Year Inducted / Année Intronisé:

1975

Province / Province:

Ontario

Category / Catégorie:

Builder, President

Biography / Biographie:

Sam Rothschild, who has the distinction of being the first Jewish player in the National Hockey League, won the Stanley Cup and was the last surviving member of the 1926 Cup champion Montreal Maroons. He scored eight goals and 14 points with 24 penalty minutes in 99 games in the NHL with the Maroons, New York Americans and Pittsburgh Pirates.

Rothschild, a 5-foot-6, 145-pound left-winger, was born in Sudbury, Ontario to Daniel and Annie Rothschild, the city’s first Jewish settlers. He played hockey in the Montreal area for Montreal Harmonia (1916-17), McGill University (1916-18) and the Montreal Stars (1918-19) and Montreal Vickers (1918-19) before returning home to play for the junior Sudbury Wolves in 1919, where he was named a second-team all-star in 1921-21.

He played the next five seasons with the senior Sudbury Wolves before joining the Montreal Maroons in 1924. He skated three seasons with the Maroons before being sold to the Pirates in 1927, then finished the 1927–28 season with the Americans. It was his last season in the NHL.

Following his retirement from the NHL, Rothschild took up coaching, and guided the junior Sudbury Wolves to the 1932 Memorial Cup championship.

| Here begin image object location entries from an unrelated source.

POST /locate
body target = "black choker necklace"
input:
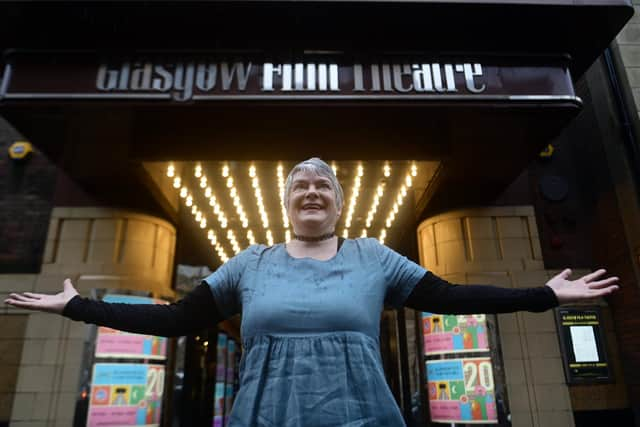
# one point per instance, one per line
(314, 238)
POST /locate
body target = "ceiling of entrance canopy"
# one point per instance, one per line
(238, 203)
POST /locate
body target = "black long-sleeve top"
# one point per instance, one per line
(198, 308)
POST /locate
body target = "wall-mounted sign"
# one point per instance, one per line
(583, 346)
(111, 343)
(125, 395)
(462, 391)
(450, 334)
(180, 77)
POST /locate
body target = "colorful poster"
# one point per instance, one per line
(125, 395)
(451, 334)
(462, 391)
(112, 343)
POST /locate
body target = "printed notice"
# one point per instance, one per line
(584, 344)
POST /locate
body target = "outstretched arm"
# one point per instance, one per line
(195, 311)
(436, 295)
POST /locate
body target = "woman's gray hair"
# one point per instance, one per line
(317, 166)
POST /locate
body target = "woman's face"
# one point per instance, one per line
(312, 204)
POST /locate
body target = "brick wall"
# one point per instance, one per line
(26, 192)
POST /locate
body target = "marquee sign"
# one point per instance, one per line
(184, 78)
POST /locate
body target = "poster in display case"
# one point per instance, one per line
(126, 394)
(453, 334)
(583, 346)
(462, 391)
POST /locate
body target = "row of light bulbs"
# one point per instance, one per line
(200, 218)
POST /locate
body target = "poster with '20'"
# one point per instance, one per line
(462, 390)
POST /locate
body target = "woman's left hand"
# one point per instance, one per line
(585, 288)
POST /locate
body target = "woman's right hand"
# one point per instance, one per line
(43, 302)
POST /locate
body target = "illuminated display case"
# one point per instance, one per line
(463, 375)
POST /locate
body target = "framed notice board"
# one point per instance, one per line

He married Eva Yackman in 1933 and was a prominent supporter of curling in Sudbury, including stints as president of the Northern Ontario Curling Association and the Canadian Curling Association from 1957 to 1958. He helped secure Sudbury’s status as host city of the 1953 Brier. He was inducted as a builder into the Canadian Curling Hall of Fame in 1975. As well, he served for two years on Sudbury’s city council.